Q: J’avais une question concernant la fréquence des revues de code, quelle est selon toi la meilleure fréquence ? si c’est quotidien ? si c’est hebdomadaire ? si c’est sur un exemple d’un gros contrôleur ? etc … ou si il faut à chaque contrôleur, pour chaque fonction refaire une review à chaque fois ?

R: À chaque fois. Si tu prends aujourd’hui toutes les grandes plateformes de contrôle de code source, que ce soit Github, Gitlab, Bitbucket … elles fonctionnent toutes sur un système de Merge Request ou Pull Request qui permet de réintégrer un développement dans le tronc commun.

À chaque fois que tu as cette réintégration dans le tronc commun, tu dois passer par une revue de code pour dire “OK c’est bon” ou “Non il y a ça, ça, et ça qui va pas”.

La bonne pratique c’est d’essayer de faire du travail le plus découpé possible, parce qu’il y a un dicton qui dit “on va passer une heure sur une revue de 10 lignes de code, et 10 minutes sur une revue de 200 lignes de code”. Les gens seront plus attentifs à ce que tu as fait si c’est assez atomique alors que si tu balances un gros pavé, les gens vont le lire en diagonale et au final ça va potentiellement passer avec des problèmes.

L’idée c’est vraiment de se dire que dès qu’il y a quelque chose qui réintègre le tronc commun, c’est revu, ça ne passe pas en prod si ça n’a pas été pas revu.

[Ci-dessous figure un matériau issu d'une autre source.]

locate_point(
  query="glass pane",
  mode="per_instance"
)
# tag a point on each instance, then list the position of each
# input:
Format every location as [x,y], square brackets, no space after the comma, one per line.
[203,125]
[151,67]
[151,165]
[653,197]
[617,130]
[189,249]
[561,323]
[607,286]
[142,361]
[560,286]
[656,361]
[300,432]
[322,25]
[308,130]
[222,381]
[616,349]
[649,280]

Q: Ma question c’était sur le 1-on-1. J’en ai fait à une période mais il est vrai qu’il ya certaines choses, même en 1-to-1 que je ne disais pas parce que j’étais potentiellement intimidé, ou je ne voulais pas que ça me retombe dessus derrière, ou autre … du coup qu’est ce que tu conseillerai comme dialogue, comme message pour mettre la personne en confiance et qu’elle soit honnête envers toi même ?

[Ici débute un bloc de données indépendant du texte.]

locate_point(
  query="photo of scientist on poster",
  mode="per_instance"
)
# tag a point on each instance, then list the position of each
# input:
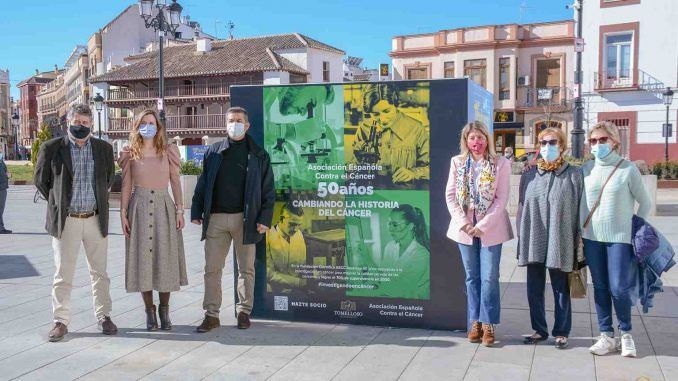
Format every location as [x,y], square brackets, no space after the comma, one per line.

R: Alors j’avoue que je n’ai pas de recette magique. Ça peut paraître bateau mais mon conseil serait de s’intéresser à la personne de façon sincère. Il ne faut pas se dire “Je fais ce 1-on-1 parce que c’est le process de faire des 1-on-1, ça me fait chier d’être là mais je le fais avec cette personne”. Non il faut être sincèrement intéressé par la personne avec qui tu travailles.

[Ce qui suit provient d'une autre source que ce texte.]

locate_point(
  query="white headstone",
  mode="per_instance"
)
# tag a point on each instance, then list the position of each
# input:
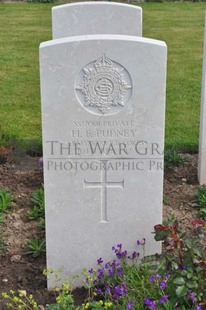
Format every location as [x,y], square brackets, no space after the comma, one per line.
[202,135]
[85,18]
[103,107]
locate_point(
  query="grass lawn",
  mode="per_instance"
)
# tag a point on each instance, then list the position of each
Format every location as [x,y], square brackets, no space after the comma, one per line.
[24,26]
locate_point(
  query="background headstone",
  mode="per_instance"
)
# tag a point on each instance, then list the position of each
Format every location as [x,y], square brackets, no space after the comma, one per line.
[85,18]
[103,109]
[202,135]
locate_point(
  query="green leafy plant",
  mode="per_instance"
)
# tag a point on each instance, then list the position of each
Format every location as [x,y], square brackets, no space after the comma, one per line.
[185,261]
[5,200]
[38,210]
[174,280]
[36,247]
[200,197]
[200,200]
[172,159]
[21,300]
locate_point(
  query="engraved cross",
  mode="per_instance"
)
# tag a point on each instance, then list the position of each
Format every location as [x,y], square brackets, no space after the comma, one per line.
[104,184]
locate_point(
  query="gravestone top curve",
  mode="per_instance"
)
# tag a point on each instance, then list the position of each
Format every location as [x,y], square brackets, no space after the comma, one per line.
[85,18]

Je pense que si tu n’es pas intéressé par les personnes avec qui tu travailles, tu n’as pas vraiment ta place en tant que manager.

Manager ça n’est pas un échelon, ça n’est pas une évolution du développeur, c’est un autre métier. Et si tu n’es pas intéressé par l’humain, par les gens avec qui tu évolue, ça n’est pas pour toi le boulot de manager.

Être sincèrement intéressé c’est la meilleure façon de mettre les gens en confiance. Je ne dis pas que ça marche à chaque fois, mais au moins tu auras la démarche pour le faire de façon naturelle.